Instructional designers often fall into a trap attempting to add value to a learning experience by making it engaging. As I mentioned in the LMC Patterns and Models blog, the two basic functions of L&D are Information Dissemination and Skills Development. Knowing the difference between the two can bring some clarity to the issue.
Information Dissemination is primarily used when distributing critical information in short time frames, and is found in models like Performance Support or Mass Distribution. Non-time-sensitive information or "good things to know" (sometimes called just-in-case learning) such as you would include in on-boarding or continuing education, is still just information. Deliver it as such and don't try to make engaging.
But don't let me scare you away from interactivity and engagement, they just need to be deployed in the right situation: Skills Development is where they are critical. Practice and repetition are the way people master skills. In the Innovation learning model, the focus is to demonstrate skill through simulations or deep, immersive role plays. Just remember, you are competing against the quality of the experience found in the world of consumer apps.
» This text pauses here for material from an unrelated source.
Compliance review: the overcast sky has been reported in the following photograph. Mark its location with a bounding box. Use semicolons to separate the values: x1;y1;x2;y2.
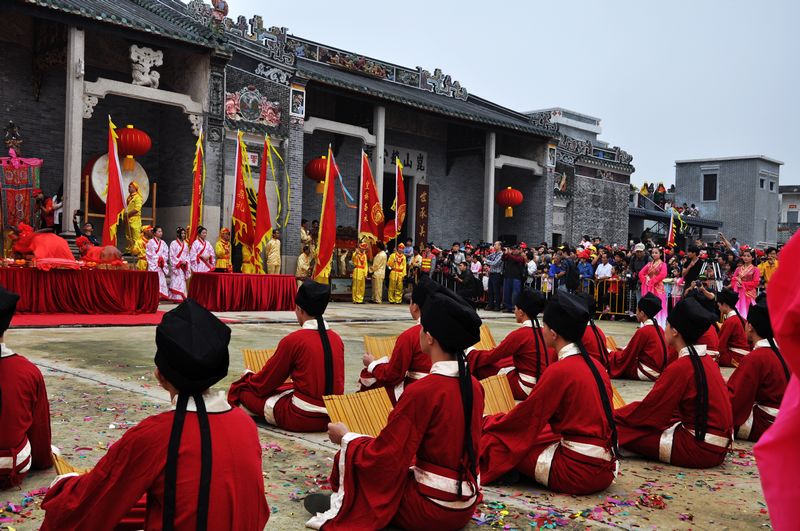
229;0;800;184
At a recent meet up, I had a great conversation with a frustrated instructional designer. She wanted to create better, more meaningful experiences for her customers, and felt that she could do so with more support (i.e. resources) from executives.
Here's what we came up with by the end of the conversation:
1) Her organization was funded for a Mass Distribution model with an Information Dissemination pattern. She could try to convince executives to move to a model focused on Skills Development and more interactive, meaningful experiences. To do this she had to find "That One Thing" (meaningful metric), that would excite the leadership team to move this direction.
2) She needed to find a company which valued meaningful, interactive, and engaging Skills Development experiences.
She agreed that IDs feel pressured to "make training more engaging" when in reality, the better route is to keep it short and to the point.